Chi deve interrompere il presente avvitamento inconcludente e dannoso è in primo luogo il Governo, che dovrebbe porre un punto fermo sulla questione del commissario: se Giuseppe Zuccatelli è confermato nel ruolo cui è stato repentinamente assegnato con responsabilità quasi monocratiche oppure se è stata una parentesi breve e infelice da superare in toto o da stemperare con una coabitazione con il più volte menzionato e da più parti supportato Gino Strada o da altri ancora sussurrati e non esplicitati. Una volta fissato questo, questione che per una volta può essere risolta nel giro di un click o di un tweet o di un post, si può procedere oltre. E, finalmente, ascoltare la voce del commissario ad acta che, allo stato attuale e fino a decisione contraria, risulta essere Giuseppe Zuccatelli: “Supercommissario” è stato subito definito, con una connotazione da Superpippo e da Supermario che sarebbe meglio lasciare ai fumetti a ai videogiochi: Commissario ad acta sarebbe più sobrio e appropriato, anche se ai calabresi basterebbe fosse finalmente il “Commissario adatto”.

Gli esordi nel ruolo non sono stati tra i più felici, per iniziali interferenze altrui (il video del collettivo Femin su mascherine e mulinelli linguali) e iniziative proprie (il post recidivante di studio americano sulla presunta inutilità delle mascherine). Rispetto alla quasi generale sollevazione contro queste cadute di stile e di contenuto (un personaggio pubblico deve sempre tenere presente che forma è sostanza) è giunto il momento che il commissario Zuccatelli esca dal suo riserbo che non ha ragion d’essere, perché nessuno può mostrarsi risentito o indignato per mancanze proprie, interrompa il silenzio stampa che è imbarazzante e controproducente, e spieghi. Dica le cose che ha da dire in merito al video del collettivo femminista, rispetto allo studio americano dubbioso e negazionista, dia una giustificazione plausibile che non sia chiaramente l’avere agito sotto influenze psichedeliche.

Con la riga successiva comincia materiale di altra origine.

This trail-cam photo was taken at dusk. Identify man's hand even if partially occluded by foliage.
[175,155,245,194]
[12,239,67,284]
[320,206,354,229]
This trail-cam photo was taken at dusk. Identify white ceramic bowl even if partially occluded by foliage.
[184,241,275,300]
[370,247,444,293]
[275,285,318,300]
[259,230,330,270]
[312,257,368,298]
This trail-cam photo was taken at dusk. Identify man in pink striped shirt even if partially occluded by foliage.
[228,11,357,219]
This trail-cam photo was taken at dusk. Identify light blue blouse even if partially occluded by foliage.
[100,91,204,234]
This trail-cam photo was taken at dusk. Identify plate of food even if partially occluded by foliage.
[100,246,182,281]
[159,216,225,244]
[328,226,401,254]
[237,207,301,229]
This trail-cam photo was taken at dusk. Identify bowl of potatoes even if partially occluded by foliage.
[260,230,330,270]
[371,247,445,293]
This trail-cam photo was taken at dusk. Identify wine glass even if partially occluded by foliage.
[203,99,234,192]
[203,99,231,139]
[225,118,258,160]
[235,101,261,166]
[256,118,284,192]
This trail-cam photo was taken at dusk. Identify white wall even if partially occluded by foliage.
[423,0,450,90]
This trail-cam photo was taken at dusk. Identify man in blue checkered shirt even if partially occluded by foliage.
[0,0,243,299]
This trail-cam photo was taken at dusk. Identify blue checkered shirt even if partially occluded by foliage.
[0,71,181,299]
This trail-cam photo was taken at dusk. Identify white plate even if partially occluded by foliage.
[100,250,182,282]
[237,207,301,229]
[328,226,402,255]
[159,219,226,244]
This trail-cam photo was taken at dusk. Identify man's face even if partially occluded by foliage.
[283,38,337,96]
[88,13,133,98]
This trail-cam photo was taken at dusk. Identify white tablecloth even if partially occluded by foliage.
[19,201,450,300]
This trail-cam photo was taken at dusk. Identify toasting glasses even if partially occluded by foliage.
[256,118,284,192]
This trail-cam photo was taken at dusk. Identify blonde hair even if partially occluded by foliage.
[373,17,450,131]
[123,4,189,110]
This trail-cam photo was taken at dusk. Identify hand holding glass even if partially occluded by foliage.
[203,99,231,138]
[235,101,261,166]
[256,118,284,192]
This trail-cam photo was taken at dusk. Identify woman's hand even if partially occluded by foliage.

Poi affronti gli ultimi appunti che gli sono stati mossi, questi più concreti: la delibera assunta ad aprile in qualità di commissario dell’Asp di Cosenza sull’attivazione di reparti Covid all’ospedale di Rossano (qui gli viene imputata una palese contraddizione con la linea del ministro Speranza, tralasciando però la necessaria sequenza temporale e la considerazione che molti se non tutti gli ospedali calabresi hanno reparti Covid accanto ai non Covid); e il debito nascosto della Fondazione Campanella di 110 milioni di euro venuto alla luce dopo la sentenza della Cassazione che ha giudicato non solo inesigibile ma inesistente il corrispondente credito per anni riportato nella contabilità della Campanella tra le voci di attivo (qui Zuccatelli a rigore avrebbe il merito di avere messo in luce l’irregolarità non replicando l’errore o l’orrore contabile che si trascinava indisturbato dal 2014).

Fatto questo, il commissario nominato e, fino a evidenza contraria in carica, faccia finalmente valere la trentennale esperienza di cui si è fatto garante il ministro Speranza, la competenza che gli ha attribuito il presidente Conte e l’intero Consiglio dei ministri, e faccia valere le sue prerogative di “Commissario adatto” a svolgere il difficile ruolo restituendo agibilità e dignità al sistema sanitario calabrese con gli ampi strumenti che gli sono stati attribuiti e con le risorse necessarie. È proprio su questo ultimo punto che la politica calabrese deve svolgere il suo compito nel ricercare e ottenere soluzioni che stemperino il colossale debito accumulato e dotino la Calabria delle risorse finanziarie e professionali necessarie, anche ricorrendo al Mes e agli altri strumenti previsti nel Next Generation EU.